Au début janvier 2016, un ministre congolais accusé de crimes contre l’humanité et de crimes de guerre s’est glissé entre les mailles du filet judiciaire tressé par la Belgique et la France. Il s’agit de Pierre Oba, 63 ans, actuel ministre des Mines du Congo-Brazzaville, ministre de l’Intérieur au moment des massacres de population des années 1997 à 1999. rfi-oba-captureLe général en visite privée avait été repéré en Belgique, puis en France. Il a séjourné durant plus de 40 jours à Paris. Dans le cadre d’une coopération internationale ravivée pour la cause, les polices des deux pays avaient localisé le ministre Oba. Il restait à l’intercepter. Pour ce faire, une juge d’instruction belge délivre un mandat d’arrêt international, le 21 décembre 2015. Deux jours plus tard, le ministère français des Affaires étrangères vérifie que le ministre ne bénéficiait d’aucune immunité ou privilège, et qu’il pouvait donc bien être interpellé. Mais le fiasco promet d’électriser les relations entre les deux pays : selon une correspondance diplomatique interceptée par Marianne et Le Soir Mag, Pierre Oba a été averti de la « tentative d’arrestation » et il a pu quitter Paris en douce à bord d’un « avion spécial » entre le 6 et le 12 janvier 2016. « Sous le président Nicolas Sarkozy, cette exfiltration aurait choqué mais pas surpris. Sous François Hollande, elle est consternante », pointe l’avocat parisien William Bourdon. Son collègue belge Georges-Henri Beauthier défend lui aussi les victimes des massacres. Il rappelle que « Les éléments figurant dans le dossier belge sont suffisamment solides pour poursuivre les dirigeants congolais devant une Cour d’assises, à Bruxelles ».

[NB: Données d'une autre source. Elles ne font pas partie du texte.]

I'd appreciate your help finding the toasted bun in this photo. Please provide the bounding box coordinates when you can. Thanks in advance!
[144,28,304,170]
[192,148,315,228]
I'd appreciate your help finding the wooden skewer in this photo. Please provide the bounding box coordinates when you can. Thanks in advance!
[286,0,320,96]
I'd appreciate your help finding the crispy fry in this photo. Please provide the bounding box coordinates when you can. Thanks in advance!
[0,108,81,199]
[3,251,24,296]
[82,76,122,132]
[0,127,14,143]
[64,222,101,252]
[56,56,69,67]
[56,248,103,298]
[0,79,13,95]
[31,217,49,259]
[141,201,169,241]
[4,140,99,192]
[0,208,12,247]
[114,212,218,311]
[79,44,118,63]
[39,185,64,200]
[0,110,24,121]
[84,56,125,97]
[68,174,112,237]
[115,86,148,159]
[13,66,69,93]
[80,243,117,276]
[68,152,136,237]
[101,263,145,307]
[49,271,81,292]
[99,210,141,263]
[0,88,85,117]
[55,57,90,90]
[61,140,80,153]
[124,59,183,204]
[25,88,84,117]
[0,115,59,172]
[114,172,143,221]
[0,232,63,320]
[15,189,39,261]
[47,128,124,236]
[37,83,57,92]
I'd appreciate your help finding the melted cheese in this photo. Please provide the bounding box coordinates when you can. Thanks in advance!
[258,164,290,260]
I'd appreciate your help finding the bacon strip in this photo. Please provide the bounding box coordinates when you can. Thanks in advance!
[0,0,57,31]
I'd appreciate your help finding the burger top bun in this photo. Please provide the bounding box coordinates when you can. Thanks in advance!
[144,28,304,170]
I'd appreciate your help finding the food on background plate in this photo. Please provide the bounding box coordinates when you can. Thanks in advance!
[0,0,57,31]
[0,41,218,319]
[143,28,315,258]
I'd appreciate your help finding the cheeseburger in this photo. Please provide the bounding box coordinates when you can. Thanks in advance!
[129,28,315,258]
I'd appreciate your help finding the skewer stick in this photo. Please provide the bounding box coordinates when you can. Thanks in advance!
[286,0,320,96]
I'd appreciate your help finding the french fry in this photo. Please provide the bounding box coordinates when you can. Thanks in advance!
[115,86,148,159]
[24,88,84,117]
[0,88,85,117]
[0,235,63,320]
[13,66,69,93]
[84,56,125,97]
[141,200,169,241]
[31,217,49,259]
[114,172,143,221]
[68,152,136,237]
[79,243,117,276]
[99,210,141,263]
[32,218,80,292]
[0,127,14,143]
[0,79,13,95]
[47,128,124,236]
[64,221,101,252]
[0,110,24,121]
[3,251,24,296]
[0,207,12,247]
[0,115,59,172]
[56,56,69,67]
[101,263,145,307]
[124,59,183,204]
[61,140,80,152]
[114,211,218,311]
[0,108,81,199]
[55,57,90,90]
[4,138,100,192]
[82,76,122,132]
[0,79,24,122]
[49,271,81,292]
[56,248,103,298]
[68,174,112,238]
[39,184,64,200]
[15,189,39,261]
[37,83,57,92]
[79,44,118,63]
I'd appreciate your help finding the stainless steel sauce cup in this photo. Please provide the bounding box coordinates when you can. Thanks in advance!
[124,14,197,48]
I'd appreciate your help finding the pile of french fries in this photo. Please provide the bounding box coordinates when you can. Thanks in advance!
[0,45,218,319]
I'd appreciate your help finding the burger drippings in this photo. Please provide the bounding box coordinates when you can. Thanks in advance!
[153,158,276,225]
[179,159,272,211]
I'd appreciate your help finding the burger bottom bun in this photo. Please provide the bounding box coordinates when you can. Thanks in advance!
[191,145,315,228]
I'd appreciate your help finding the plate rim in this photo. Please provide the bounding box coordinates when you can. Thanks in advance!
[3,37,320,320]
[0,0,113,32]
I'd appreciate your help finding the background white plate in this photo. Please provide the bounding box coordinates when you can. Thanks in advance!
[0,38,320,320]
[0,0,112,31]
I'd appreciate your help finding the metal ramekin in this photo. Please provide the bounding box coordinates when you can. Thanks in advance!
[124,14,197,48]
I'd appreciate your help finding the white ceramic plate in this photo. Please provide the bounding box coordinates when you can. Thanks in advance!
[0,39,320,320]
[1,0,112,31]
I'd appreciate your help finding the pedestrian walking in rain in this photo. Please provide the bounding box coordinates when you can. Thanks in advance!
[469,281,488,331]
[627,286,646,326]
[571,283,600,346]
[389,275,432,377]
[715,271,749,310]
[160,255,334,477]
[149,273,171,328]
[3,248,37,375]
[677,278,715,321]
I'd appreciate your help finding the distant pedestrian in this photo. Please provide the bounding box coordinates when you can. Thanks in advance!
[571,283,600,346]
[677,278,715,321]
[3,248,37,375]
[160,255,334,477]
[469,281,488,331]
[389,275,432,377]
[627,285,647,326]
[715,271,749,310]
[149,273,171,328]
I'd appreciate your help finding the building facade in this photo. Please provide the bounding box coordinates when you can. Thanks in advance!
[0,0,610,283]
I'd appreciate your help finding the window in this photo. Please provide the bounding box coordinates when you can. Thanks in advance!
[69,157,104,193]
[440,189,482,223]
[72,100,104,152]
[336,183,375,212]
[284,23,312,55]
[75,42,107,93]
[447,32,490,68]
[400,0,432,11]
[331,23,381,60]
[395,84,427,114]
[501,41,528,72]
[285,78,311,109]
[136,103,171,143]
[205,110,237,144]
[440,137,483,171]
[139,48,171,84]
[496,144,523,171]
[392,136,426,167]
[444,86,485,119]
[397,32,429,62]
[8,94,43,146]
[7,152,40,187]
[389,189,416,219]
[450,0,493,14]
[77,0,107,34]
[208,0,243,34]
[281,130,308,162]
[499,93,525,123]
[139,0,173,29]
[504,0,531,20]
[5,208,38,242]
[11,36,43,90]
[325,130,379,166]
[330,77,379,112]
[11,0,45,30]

Pierre Oba est l’allié historique du président congolais Denis Sassou-Nguesso. Tant en France qu’en Belgique, il reste concerné par les enquêtes judiciaires découlant de plaintes déposées en 2001 dans le cadre des lois de compétence universelle. On lui reproche le massacre présumé de milliers d’opposants entre 1997 et 1999. En sa qualité de ministre de l’Intérieur, Pierre Oba dirigeait les forces de police et de sécurité à l’époque des exactions, et notamment des massacres du « Beach » (plus de 300 réfugiés ont disparu au débarcadère fluvial de Brazzaville en mai 1999). Il n’a jamais été entendu par la justice, à ce stade.